“The Spark of Madness: Remembering Robin”, a tribute to legendary actor Robin Williams, by WGMU Program Director Jesse Robinson.
The entertainment world lost an icon today with the passing of Robin Williams. I’ve seen so many people on social media expressing their sadness, explaining various memories and quotes that his characters brought to life. In memory of this legendary entertainer, I provide for you my own memories and experiences with Robin Williams as a tribute to his amazing career.
The first time I was introduced to the unbelievable world of Robin Williams was shortly after the divorce of my parents. I came across a VHS tape labeled Mrs. Doubtfire and popped it in. Not only did I find the hilarious voices and impressions entertaining, but it also struck a chord of familiarity with me, as the film was extremely relatable to the situation of my parents’ split. I remember thinking about how this one funny man was able to take my scenario and find the bright spots through voices and hysterical characters. His performance was able to help me cope with my struggles by finding the “happy medium”: Robin’s character was so ridiculous and comical as an opening basis for the film, but then he digs deep to the emotional core as the film draws to a close when he answers a letter from a young fan on his educational TV program:
“Oh, my dear Katie. You know, some parents, when they’re angry, they get along much better when they don’t live together. They don’t fight all the time, and they can become better people, and much better mummies and daddies for you…..But if there’s love, dear, those are the ties that bind, and you’ll have a family in your heart, forever. All my love to you, poppet, you’re going to be all right… bye-bye.”
Finding “The Happy Medium”. That’s what Robin Williams did best. His fusion of comedy and emotion was the driving force behind the phenomenal characters he came to portray. Robin could make you laugh out of your seat and have you crying your eyes out moments later. His ability to captivate audiences through wacky characters and voices was one of the main reasons I dreamt of being an actor and impressionist, a dream that, because of this man’s work, I still pursue today. When I was 11 years old I wrote him a letter asking for his autograph, and although my handwriting was gruesome and possibly illegible, he returned my letter with 3 autographed pictures of Fender, his crazy, rusty character from the animated film Robots. A few years later, I came upon the opportunity of a lifetime.

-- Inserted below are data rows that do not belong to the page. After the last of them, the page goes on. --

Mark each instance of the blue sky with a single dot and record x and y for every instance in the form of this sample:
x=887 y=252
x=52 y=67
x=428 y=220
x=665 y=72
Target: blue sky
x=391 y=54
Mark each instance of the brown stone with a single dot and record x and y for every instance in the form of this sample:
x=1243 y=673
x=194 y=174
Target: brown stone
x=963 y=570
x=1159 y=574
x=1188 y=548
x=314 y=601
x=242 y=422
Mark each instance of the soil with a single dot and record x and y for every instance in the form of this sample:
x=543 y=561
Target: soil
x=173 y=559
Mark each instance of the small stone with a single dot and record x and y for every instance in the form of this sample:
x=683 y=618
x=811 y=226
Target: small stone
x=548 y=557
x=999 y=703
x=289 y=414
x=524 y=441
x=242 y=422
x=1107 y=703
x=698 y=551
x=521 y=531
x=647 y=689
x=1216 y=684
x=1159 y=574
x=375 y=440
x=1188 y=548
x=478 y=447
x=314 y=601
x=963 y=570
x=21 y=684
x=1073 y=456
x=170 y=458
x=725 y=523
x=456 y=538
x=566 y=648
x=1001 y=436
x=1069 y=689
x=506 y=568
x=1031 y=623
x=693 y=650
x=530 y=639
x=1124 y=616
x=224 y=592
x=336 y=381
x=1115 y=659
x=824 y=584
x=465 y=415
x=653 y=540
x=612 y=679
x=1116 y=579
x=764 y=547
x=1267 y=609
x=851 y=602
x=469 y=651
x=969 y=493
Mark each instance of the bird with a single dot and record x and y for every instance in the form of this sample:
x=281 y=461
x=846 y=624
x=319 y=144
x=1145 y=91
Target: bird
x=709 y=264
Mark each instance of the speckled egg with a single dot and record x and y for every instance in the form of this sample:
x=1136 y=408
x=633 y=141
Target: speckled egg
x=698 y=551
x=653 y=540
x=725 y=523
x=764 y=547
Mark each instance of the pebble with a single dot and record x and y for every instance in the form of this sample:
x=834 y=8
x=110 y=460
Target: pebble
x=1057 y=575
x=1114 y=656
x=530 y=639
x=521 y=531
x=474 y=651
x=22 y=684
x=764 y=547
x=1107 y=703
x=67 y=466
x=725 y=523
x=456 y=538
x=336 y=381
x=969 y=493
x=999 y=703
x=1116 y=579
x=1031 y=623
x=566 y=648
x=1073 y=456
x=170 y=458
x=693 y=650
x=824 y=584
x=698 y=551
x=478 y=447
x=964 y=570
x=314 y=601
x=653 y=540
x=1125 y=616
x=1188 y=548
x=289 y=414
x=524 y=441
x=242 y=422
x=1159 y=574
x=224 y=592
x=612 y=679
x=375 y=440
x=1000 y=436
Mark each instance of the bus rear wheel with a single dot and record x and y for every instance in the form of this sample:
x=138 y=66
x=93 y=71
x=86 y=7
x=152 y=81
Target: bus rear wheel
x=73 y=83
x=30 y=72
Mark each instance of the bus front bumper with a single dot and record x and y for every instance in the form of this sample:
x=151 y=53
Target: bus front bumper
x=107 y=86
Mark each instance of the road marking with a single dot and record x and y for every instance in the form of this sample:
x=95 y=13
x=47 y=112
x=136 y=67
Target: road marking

In January 2012, I was able to meet the man himself backstage after his stand-up show in Norfolk. It was the fastest my heart had ever raced. To see this person that I’d admired and followed standing directly in front of me was an awe-inspiring experience. I had about four minutes one-on-one with Robin. The night before, my mom suggested I do something to stand out and make myself more approachable to him, so I did. I greeted him with a “Heh-eh-eh, Hehwoh Wobin” in my best Elmer Fudd voice. I had extended myself to the highest degree possible, and rather than giving me a confused look and moving on, he stopped and responded with a “Heh-eh-eh, oh, hehwoh” in his vastly superior Elmer Fudd voice. It worked! I was able to connect with my hero through voices, the very reason why he had become my hero in the first place. I told him how he was such a big influence on my acting endeavors, and he encouraged me to stick with it. Of course there were more impressions as well! I would do the voice of Harvey Fierstein and he would follow with his iconic “Doubtfire” voice. We drew a mini-crowd of the other people in the backstage area. It was phenomenal. As the experience drew to a close, I looked back at him as I walked away. He looked at me and said “Take care, Jess”. Those three words, although seemingly insignificant on paper, were said with so much acceptance by one of the funniest and most entertaining men of all-time, that they will stick with me for my entire life.
Dear Robin, you left us too soon, but your antics will live on, forever immersed in the celluloid. A genius of comedy, you taught us how to laugh, how to dream and how to love through your wonderful on-screen performances. You found the perfectly appropriate amount of comedy in a drama, the perfect amount of emotion in a comedy. You told us all about the “spark of madness” and how “we mustn’t lose it”. Although you are now lost, your madness will be passed down through many generations of stories and memories just like my own memory with you. You accomplished so much, touching the hearts of so many. Now you can rest easy, RW.